Do you know the two biggest factors in having good credit?
Paying debts on time is No. 1, and credit utilization is No. 2.
Paying your debts on time, just the minimum monthly payment, makes up 35% of your credit score. And the best way to pay on time is to put your bills on autopay. Almost all my bills, including my mortgage, are drafted out of my bank account monthly. I just need to put two more on autopay.
Credit utilization makes up 30% of your credit score. It measures how much of credit are you using compared to how much is available to you. Most loan officers want to see you using only 20-30% of your available credit lines. So for instance, if you have charged up $2,000 on five cards with combined limits of $5,000, your credit utilization is 40%. So you should pay down your cards to get the total balances down to $1,000, to put you at a comfortable 20%.
Here are two more nuggets for building good credit. Credit utilization only deals with credit cards. So owing a lot in student loans and car loans doesn’t affect your credit utilization, but you should be current because it affects your paying on time analysis, which again makes up most of your credit score. My company has a student loan forgiveness and debt elimination program if you need guidance.
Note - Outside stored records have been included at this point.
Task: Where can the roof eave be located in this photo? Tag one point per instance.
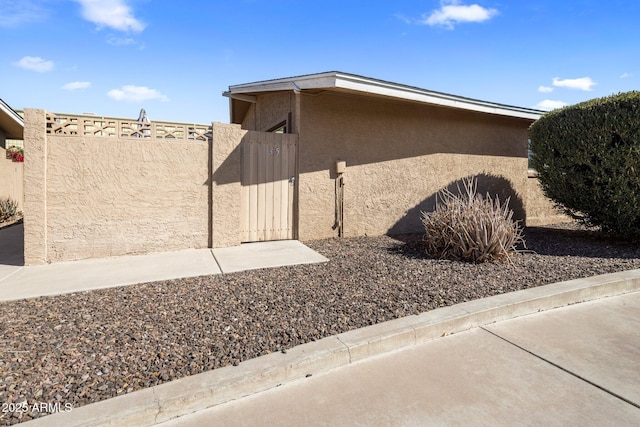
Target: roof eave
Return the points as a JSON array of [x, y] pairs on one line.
[[349, 82], [11, 122]]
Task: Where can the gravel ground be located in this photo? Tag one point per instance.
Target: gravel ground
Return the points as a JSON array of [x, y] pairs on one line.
[[82, 348]]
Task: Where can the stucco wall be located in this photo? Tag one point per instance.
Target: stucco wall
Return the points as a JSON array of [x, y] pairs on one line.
[[11, 178], [90, 197], [399, 155], [540, 210]]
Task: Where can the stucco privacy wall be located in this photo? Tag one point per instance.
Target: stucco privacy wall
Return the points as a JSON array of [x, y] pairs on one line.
[[398, 156], [11, 178], [90, 197]]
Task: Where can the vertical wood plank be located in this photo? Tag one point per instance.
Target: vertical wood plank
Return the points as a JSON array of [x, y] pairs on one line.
[[293, 147], [245, 202], [253, 207], [262, 179], [270, 166], [281, 182]]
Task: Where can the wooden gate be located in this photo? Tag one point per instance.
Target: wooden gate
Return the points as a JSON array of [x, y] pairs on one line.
[[268, 186]]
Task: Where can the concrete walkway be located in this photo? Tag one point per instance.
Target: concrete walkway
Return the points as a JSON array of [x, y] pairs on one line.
[[18, 281], [578, 365]]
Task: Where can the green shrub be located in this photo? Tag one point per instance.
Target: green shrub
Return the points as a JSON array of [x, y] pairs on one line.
[[8, 209], [588, 160], [469, 227]]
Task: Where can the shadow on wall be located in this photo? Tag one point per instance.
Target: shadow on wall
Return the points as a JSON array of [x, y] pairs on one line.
[[491, 184]]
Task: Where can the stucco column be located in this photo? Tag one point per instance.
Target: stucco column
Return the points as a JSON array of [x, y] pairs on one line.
[[225, 185], [35, 187]]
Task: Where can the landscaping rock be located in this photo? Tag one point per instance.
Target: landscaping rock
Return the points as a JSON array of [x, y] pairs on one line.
[[85, 347]]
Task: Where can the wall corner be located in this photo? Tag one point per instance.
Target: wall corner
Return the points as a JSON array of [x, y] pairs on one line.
[[35, 187], [226, 185]]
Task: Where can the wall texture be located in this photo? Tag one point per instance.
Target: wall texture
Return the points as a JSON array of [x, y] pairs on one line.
[[399, 155], [540, 210], [90, 197]]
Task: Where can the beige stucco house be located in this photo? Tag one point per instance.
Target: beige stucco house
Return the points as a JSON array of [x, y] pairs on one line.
[[315, 156], [372, 154]]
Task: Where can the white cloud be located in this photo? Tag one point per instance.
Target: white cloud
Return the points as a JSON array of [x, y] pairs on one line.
[[35, 63], [14, 13], [451, 12], [549, 105], [76, 85], [583, 83], [115, 14], [131, 93]]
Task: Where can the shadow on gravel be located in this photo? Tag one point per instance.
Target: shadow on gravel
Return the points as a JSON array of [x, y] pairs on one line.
[[567, 240], [409, 246]]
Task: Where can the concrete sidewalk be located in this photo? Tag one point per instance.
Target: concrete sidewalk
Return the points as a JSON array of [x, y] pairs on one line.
[[578, 365], [18, 281]]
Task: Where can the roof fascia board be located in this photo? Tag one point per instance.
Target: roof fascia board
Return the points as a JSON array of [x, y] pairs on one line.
[[11, 121], [349, 82], [241, 97], [414, 94]]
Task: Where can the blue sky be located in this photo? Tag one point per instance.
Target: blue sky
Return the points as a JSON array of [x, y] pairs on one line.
[[175, 58]]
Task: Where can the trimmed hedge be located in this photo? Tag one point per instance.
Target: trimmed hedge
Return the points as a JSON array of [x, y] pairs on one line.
[[588, 160]]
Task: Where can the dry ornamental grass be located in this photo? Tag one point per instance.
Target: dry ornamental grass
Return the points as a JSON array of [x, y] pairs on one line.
[[469, 227]]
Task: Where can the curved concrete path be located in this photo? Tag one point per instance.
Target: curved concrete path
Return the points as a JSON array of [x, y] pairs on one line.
[[18, 281], [578, 365]]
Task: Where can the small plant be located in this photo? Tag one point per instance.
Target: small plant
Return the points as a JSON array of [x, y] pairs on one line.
[[15, 154], [469, 227], [8, 209]]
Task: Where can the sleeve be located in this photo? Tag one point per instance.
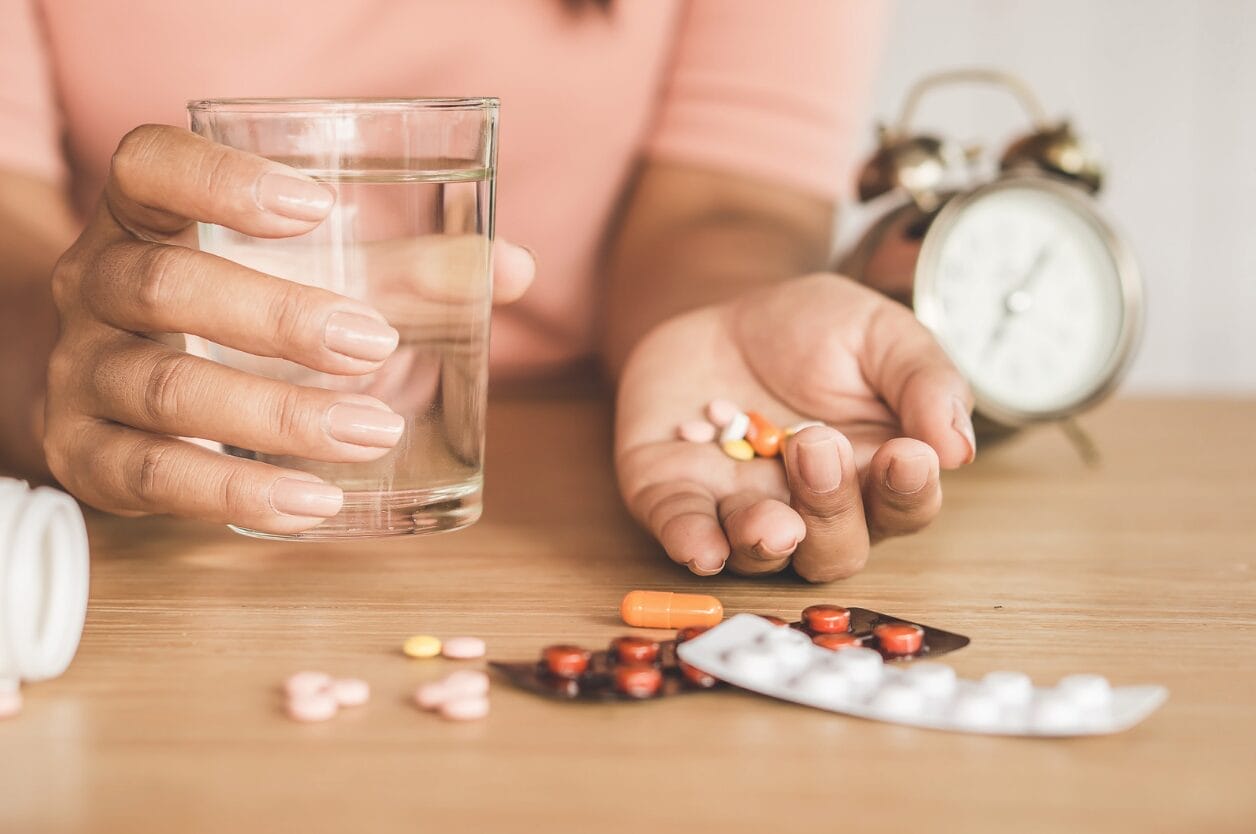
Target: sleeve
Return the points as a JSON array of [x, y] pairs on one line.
[[29, 118], [775, 91]]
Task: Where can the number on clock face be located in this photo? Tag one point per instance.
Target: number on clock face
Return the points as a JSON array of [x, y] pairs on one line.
[[1028, 299]]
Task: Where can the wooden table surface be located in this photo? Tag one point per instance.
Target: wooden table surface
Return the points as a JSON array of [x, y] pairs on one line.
[[1144, 570]]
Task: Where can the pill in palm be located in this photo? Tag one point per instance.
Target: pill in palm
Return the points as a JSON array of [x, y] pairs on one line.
[[464, 648], [696, 431], [307, 683], [721, 412], [421, 646], [313, 707], [351, 692]]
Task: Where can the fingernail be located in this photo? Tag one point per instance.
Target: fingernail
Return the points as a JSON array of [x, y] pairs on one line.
[[819, 464], [962, 423], [359, 337], [310, 499], [363, 425], [907, 475], [293, 197]]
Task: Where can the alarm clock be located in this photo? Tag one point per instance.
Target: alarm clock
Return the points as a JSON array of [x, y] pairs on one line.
[[1021, 279]]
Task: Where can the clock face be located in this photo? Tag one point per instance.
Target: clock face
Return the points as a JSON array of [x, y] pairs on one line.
[[1024, 288]]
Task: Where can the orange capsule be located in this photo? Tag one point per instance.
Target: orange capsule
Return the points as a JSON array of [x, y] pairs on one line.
[[827, 619], [565, 661], [638, 680], [634, 649], [899, 638], [696, 676], [765, 437], [834, 642], [667, 609]]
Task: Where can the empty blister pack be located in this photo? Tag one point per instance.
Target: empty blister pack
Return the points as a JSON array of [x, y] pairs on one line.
[[752, 653]]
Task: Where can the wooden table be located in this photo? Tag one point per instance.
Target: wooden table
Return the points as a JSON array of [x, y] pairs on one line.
[[1144, 570]]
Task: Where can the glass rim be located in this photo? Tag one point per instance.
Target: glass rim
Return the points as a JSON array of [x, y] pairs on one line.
[[352, 104]]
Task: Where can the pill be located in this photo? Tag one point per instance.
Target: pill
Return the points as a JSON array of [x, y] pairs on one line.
[[10, 704], [739, 450], [697, 677], [565, 661], [351, 692], [835, 642], [690, 632], [933, 680], [634, 649], [1009, 687], [696, 431], [764, 435], [638, 680], [421, 646], [736, 428], [1087, 691], [465, 709], [307, 683], [720, 412], [313, 706], [796, 427], [462, 648], [899, 638], [827, 619], [667, 609]]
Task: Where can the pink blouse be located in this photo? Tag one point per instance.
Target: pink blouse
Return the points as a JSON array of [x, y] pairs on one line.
[[773, 91]]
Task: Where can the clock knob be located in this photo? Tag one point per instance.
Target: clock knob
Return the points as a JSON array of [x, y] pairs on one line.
[[1056, 150]]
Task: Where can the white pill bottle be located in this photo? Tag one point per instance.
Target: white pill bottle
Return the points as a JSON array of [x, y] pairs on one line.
[[43, 580]]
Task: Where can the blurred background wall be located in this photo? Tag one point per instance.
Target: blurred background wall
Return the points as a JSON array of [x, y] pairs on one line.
[[1167, 89]]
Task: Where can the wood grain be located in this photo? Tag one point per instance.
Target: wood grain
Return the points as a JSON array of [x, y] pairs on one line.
[[1143, 570]]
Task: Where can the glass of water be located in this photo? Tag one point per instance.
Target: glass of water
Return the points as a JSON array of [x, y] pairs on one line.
[[411, 234]]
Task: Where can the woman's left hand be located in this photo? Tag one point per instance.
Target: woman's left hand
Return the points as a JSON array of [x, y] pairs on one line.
[[819, 347]]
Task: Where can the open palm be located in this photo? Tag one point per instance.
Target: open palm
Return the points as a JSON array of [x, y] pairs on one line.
[[819, 347]]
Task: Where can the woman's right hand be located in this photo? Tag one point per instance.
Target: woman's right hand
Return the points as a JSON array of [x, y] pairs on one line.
[[119, 400]]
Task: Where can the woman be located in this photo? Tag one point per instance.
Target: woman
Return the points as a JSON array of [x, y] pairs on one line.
[[675, 166]]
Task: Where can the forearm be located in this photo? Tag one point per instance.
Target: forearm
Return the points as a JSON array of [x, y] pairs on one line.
[[35, 227], [692, 238]]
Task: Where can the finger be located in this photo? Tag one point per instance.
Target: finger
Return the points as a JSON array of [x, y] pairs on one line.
[[824, 489], [907, 367], [123, 470], [514, 268], [160, 389], [163, 177], [902, 487], [682, 516], [763, 533], [172, 289]]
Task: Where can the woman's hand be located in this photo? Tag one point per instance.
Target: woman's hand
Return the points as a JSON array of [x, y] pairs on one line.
[[814, 348], [118, 400]]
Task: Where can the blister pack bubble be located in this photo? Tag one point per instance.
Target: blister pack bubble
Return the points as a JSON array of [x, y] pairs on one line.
[[752, 653]]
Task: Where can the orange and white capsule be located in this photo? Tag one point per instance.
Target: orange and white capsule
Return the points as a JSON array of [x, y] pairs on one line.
[[667, 609]]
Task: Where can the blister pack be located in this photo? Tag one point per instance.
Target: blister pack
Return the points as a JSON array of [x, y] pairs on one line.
[[752, 653]]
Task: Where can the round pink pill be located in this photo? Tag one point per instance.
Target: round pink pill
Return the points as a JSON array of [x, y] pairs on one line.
[[351, 692], [465, 709], [721, 412], [10, 704], [464, 648], [318, 706], [307, 683], [696, 431]]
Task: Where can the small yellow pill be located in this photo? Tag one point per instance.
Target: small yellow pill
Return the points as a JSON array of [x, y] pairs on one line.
[[421, 646], [739, 450]]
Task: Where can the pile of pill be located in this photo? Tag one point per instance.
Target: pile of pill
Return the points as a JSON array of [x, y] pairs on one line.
[[10, 697], [755, 655], [317, 696], [742, 435], [459, 696]]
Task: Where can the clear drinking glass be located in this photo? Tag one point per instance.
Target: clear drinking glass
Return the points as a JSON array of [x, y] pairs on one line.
[[411, 234]]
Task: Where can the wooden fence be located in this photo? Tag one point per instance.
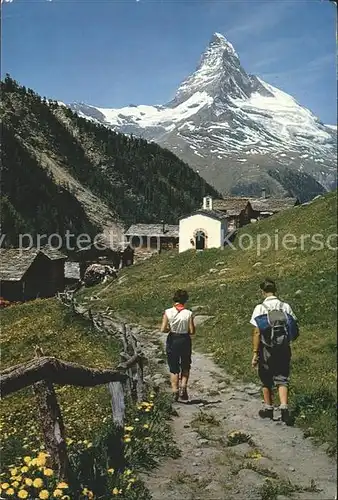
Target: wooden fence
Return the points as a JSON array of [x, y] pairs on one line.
[[44, 371]]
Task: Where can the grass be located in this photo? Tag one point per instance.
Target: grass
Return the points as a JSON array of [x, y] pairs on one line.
[[306, 278], [90, 432]]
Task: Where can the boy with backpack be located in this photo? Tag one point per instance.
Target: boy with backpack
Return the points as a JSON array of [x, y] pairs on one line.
[[275, 327]]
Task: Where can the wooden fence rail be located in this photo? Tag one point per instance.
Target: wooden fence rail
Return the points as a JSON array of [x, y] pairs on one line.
[[44, 371]]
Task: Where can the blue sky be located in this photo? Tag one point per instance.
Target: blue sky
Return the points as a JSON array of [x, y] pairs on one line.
[[114, 53]]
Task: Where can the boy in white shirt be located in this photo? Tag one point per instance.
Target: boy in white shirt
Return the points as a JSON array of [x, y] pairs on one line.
[[179, 323]]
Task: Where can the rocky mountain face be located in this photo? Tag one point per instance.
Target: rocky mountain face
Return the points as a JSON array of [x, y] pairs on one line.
[[237, 131]]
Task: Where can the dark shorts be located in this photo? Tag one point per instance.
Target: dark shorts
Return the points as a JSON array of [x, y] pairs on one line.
[[274, 366], [178, 349]]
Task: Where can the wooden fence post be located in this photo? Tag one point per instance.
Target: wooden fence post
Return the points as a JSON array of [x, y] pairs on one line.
[[52, 426]]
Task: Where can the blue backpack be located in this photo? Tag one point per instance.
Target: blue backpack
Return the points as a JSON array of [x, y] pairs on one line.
[[277, 328]]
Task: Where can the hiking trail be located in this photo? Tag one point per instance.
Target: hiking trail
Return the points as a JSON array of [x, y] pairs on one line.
[[265, 460]]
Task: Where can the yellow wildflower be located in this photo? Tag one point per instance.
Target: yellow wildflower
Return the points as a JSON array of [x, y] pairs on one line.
[[40, 461], [37, 483], [23, 494]]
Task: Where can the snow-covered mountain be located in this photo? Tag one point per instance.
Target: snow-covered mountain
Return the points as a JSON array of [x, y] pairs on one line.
[[238, 131]]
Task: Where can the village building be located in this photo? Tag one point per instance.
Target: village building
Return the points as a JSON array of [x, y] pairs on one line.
[[206, 228], [117, 257], [152, 237], [264, 206], [27, 274], [238, 211]]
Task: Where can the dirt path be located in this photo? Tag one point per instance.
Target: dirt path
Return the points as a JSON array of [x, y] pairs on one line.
[[272, 462]]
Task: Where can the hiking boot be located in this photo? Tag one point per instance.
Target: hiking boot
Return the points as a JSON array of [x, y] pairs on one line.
[[266, 413], [286, 417], [184, 394]]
Also if you want a really good credit score, your credit card usage should be around 1-10%, preferably 1%. So it is wise to not use your cards unless you can quickly pay off the balances every month to avoid paying interest and to keep your credit utilization low. In other words, your credit cards should not be your emergency fund. You should actually have a savings account with a minimum of 3 months living expenses because if you use credit when you are in a financial jam, you likely won’t be able to pay them off quickly, which increases your credit utilization and may damage your paying on time if you can’t afford to make the minimum payments.